Admittedly, unlike cars satellites lack turn signals to alert others. Other operators aren’t looking, but are flying blind because their satellites are not equipped to spot hazards such as approaching satellites and space debris. Unlike ships, satellites are not subject to anti-collision regulations and no buoys mark safe navigation channels. Unlike airplanes, satellites need not file flight plans or operate under mandatory, Federal Aviation Administration-like ‘traffic control’ regimes.
Most operators actively track their own satellites and know accurately where they are (ephemeris) and where they intend to go (planned maneuvers). Yet they lack insight into plans of others and a road map. To get the basic idea — imagine that every satellite ‘car’ has blacked-out windows, travels at thousands of miles per hour with a blindfolded driver and there are no ‘road rules’ or traffic police. The driver has a GPS, but no map. Are you worried yet? Until the 2009 Iridium-Cosmos collision, a laissez-faire ‘big sky’ approach to satellite operations prevailed on the dubious assumption that space ‘roads’ were clean and free of traffic. President Barack Obama’s administration rejected this approach last year, issuing a policy recognizing the increasingly congested, contested and competitive nature of space and calling for government and commercial efforts to foster the development of space collision warning measures.
The U.S. Department of Defense, whose Joint Space Operations Center (JSpOC) provides limited collision warning services using its space surveillance network for certain operators, recently released its national security space strategy in concert with the intelligence community. While the JSpOC benefits from the finest space surveillance network available, it cannot continuously track every hazardous space object or read the minds of satellite operators to account for their planned maneuvers. Significant political and technical barriers suggest the JSpOC is unlikely to evolve anytime soon into a global ‘space traffic control’ center.
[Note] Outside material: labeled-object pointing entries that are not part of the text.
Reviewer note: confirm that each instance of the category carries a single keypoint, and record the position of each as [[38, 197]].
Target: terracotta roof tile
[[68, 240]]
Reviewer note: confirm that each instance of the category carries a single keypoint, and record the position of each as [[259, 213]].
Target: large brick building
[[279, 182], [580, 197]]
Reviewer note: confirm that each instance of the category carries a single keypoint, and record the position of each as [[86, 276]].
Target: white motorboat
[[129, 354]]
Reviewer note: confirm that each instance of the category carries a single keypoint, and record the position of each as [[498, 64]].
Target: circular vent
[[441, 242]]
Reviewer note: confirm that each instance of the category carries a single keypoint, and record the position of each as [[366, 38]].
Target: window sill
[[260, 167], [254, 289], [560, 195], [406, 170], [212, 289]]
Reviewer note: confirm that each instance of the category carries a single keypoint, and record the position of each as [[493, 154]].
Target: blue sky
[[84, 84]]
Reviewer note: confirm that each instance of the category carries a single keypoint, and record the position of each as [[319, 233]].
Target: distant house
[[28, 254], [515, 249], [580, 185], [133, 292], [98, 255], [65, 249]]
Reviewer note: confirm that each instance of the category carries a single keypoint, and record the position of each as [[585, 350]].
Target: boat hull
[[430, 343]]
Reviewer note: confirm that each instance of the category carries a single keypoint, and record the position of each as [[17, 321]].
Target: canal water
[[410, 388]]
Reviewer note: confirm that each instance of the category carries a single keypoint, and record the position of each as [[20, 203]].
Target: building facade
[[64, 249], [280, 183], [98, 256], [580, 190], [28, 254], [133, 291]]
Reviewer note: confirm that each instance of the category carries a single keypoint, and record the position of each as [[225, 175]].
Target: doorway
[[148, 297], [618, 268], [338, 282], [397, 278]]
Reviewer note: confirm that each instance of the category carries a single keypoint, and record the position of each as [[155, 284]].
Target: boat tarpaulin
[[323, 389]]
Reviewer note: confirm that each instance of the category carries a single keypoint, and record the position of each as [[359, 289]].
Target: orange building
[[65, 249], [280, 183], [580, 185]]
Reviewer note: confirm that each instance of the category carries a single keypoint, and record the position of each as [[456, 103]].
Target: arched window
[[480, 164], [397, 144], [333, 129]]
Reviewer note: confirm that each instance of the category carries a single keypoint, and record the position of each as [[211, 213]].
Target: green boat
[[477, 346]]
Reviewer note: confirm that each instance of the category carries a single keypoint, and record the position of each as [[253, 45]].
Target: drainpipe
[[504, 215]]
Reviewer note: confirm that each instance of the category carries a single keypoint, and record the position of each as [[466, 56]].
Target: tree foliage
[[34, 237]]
In any case, both governments and commercial operators will likely resist adoption of binding international ‘space traffic control’ measures and, judging by U.S. political reaction to the European Union’s October, 2010, nonbinding Code of Conduct for Outer Space Activities, any such measures remain decades away. More ominously, in May the U.S. Government Accountability Office noted that the Defense Department’s “critical” JSpOC Mission System (JMS) and Space Fence programs “face development challenges and risks.”
Meanwhile, non-U.S. governments are developing their own space surveillance capabilities with scant regard to building a global collision warning utility. Governments, alone, will not provide a comprehensive solution.
Fortunately, over the past year leading commercial satellite operators have developed, using advanced technology, a common sense approach to collision warnings. They have essentially equipped their satellites with virtual ‘turn signals’ and agreed to use them in advance to signal their maneuvers to others. Their solution allows them to build, maintain, and share an up-to-date map of known hazards to space navigation, including satellites and debris.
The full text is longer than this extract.